No snow. wow, i'd never thought that a january can last without at least one tough hit of snow, but i'm beginning to think otherwise now that we have less than two weeks left. I doubt February is going to pull any snow either. I'm predicting a rainy spring. This may be due to global warming too.


----------



## GSE (Dec 17, 2004)

ghosttridder said:


> No snow. wow, i'd never thought that a january can last without at least one tough hit of snow, but i'm beginning to think otherwise now that we have less than two weeks left. I doubt February is going to pull any snow either. I'm predicting a rainy spring. This may be due to global warming too.


Pasha to global warming!

Last year, in NH anyways, we came off a slow season the year before. We had 25 events last year and near record snow fall totals. If it doesn't come around this year, it will next year.

1) Stick with it and grab all the accounts from the shmucks who bought $45K trucks this year thinking they were going to get rich quick and decided to sell.....

2) Next year push everyone towards seasonal contracts and sit with your feet up collecting $$ for a slow season.....


----------



## Eyesell (Nov 7, 2003)

I'm thinking about the same thing, only problem for you is if we get it all next year, "sitting with your feet up" will be non-existent.


----------



## GSE (Dec 17, 2004)

Eyesell said:


> I'm thinking about the same thing, only problem for you is if we get it all next year, "sitting with your feet up" will be non-existent.

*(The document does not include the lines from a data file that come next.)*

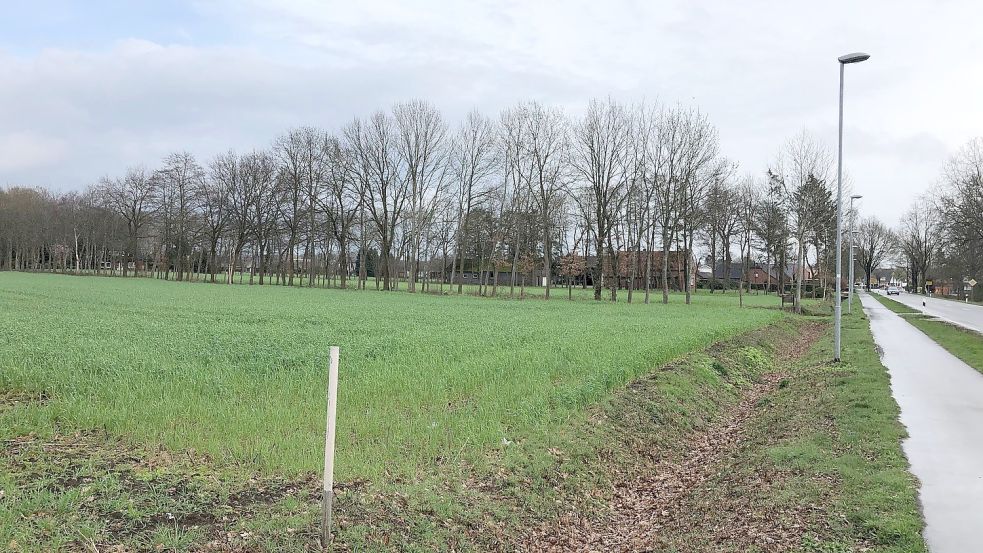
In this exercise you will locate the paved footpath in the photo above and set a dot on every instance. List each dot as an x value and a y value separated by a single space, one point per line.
941 401
963 314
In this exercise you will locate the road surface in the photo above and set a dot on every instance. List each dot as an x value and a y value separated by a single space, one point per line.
941 401
963 314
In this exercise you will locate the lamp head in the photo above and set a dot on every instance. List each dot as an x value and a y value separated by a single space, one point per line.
855 57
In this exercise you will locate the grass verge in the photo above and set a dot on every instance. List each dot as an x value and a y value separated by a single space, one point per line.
894 305
834 432
961 342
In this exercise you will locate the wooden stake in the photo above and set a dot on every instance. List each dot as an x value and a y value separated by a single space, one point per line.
329 437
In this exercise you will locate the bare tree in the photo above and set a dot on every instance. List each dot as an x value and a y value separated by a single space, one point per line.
132 198
874 242
600 154
374 146
422 148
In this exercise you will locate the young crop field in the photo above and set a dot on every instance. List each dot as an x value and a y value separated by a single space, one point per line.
239 372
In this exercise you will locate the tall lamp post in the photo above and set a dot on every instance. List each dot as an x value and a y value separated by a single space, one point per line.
853 215
856 57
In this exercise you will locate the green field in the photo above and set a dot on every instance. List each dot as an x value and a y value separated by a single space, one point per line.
238 372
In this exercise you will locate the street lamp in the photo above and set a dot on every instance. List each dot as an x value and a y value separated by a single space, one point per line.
853 215
838 314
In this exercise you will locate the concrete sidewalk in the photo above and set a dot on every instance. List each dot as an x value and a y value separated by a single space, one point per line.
967 315
941 401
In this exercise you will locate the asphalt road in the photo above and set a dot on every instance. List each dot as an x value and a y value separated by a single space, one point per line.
963 314
941 401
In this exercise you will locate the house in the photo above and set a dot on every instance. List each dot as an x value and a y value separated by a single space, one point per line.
632 268
759 275
472 273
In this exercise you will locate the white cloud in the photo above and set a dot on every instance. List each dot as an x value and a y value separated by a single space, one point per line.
28 150
762 70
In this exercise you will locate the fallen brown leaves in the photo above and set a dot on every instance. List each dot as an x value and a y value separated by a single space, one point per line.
694 503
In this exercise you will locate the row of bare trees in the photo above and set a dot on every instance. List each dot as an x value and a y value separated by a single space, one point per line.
406 198
941 236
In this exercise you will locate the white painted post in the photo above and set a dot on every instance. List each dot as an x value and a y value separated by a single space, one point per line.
329 437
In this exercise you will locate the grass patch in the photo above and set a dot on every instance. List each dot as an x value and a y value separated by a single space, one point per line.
145 497
834 434
961 342
238 372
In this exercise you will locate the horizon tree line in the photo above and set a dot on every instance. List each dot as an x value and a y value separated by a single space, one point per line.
408 199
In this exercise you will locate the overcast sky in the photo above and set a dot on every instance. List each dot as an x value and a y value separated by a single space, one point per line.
88 88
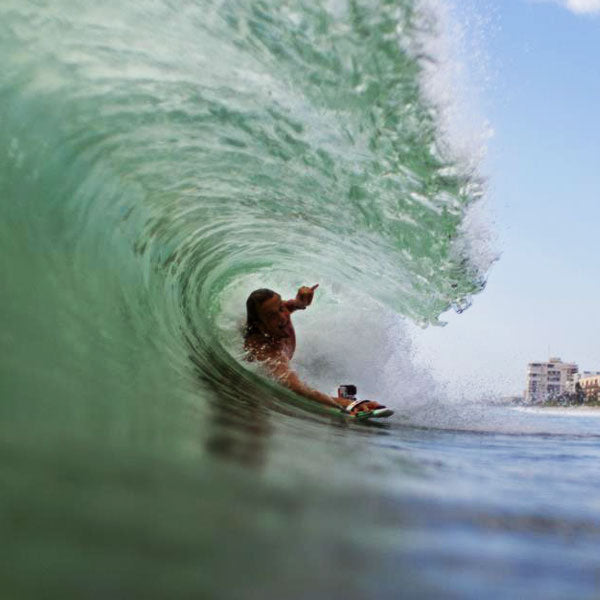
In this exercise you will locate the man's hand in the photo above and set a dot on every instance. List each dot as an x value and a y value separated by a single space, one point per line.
305 295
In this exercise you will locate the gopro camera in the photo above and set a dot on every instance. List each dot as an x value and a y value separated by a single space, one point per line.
347 391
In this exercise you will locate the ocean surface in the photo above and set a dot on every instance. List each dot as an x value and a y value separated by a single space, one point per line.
159 160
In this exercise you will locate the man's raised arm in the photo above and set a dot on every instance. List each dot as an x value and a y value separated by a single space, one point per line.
303 298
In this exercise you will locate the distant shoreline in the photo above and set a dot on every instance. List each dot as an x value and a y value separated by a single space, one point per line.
575 411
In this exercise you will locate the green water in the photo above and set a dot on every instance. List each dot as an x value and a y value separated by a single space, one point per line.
158 161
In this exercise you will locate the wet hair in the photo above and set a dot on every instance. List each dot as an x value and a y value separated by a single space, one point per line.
255 299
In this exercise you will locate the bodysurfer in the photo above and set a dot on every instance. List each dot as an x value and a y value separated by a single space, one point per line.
269 338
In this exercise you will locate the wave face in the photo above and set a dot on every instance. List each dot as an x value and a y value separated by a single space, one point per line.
160 160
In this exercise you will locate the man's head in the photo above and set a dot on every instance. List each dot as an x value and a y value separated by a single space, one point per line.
267 314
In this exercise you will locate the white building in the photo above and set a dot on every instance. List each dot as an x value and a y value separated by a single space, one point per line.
549 379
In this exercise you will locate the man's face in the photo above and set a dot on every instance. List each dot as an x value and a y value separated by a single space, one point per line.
275 317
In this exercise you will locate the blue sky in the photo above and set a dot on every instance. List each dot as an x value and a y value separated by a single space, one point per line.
543 165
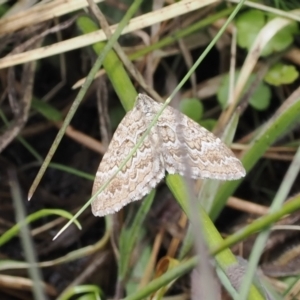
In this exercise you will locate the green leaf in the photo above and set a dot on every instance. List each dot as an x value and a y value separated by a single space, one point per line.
192 107
260 99
247 28
47 110
281 74
249 25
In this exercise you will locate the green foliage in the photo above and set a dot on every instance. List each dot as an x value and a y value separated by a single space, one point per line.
260 99
250 23
192 107
281 74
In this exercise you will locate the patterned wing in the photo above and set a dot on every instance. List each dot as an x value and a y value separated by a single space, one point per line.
193 151
141 173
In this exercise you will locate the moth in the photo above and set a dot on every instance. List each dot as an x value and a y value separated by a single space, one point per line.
175 144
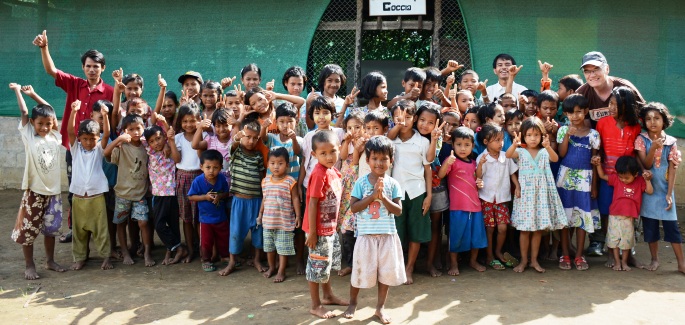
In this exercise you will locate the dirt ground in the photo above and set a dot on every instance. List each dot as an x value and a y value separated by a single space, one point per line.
184 294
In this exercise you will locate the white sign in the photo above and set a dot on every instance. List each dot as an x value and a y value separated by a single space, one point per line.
397 7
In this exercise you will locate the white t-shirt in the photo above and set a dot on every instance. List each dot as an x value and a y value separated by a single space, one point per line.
409 165
190 160
496 178
495 90
87 176
42 173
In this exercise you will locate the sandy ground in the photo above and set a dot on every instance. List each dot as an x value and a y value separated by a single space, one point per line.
184 294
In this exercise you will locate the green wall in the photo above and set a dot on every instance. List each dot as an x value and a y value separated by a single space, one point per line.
216 38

I'm totally cool with that. I love running operations during a snow storm, the guys appriciate the paycheck and it's an inevitable part of this business.

But, I don't sweat no snow, that's my only point....


----------



## SnowMatt13 (Jan 8, 2003)

Possible snow here Friday night into Sat. morning. Hopefully it's something and doesn't turn into a bust again.


----------



## twodan (Feb 6, 2005)

*flat winter & benefits*

phone calls are coming in from folks wanting to get their gas grills ready for the season; just sold another burner. since i only plow the lots here at work & my drive, the lack of snow does have it's plusses for us in the grill parts business.
sorry, dan


----------



## Jpocket (Nov 7, 2005)

I was hoping for a real messy winter$$$$$$$. But if we ahve a real rainy spring I'll make it up with my lawnservice.


----------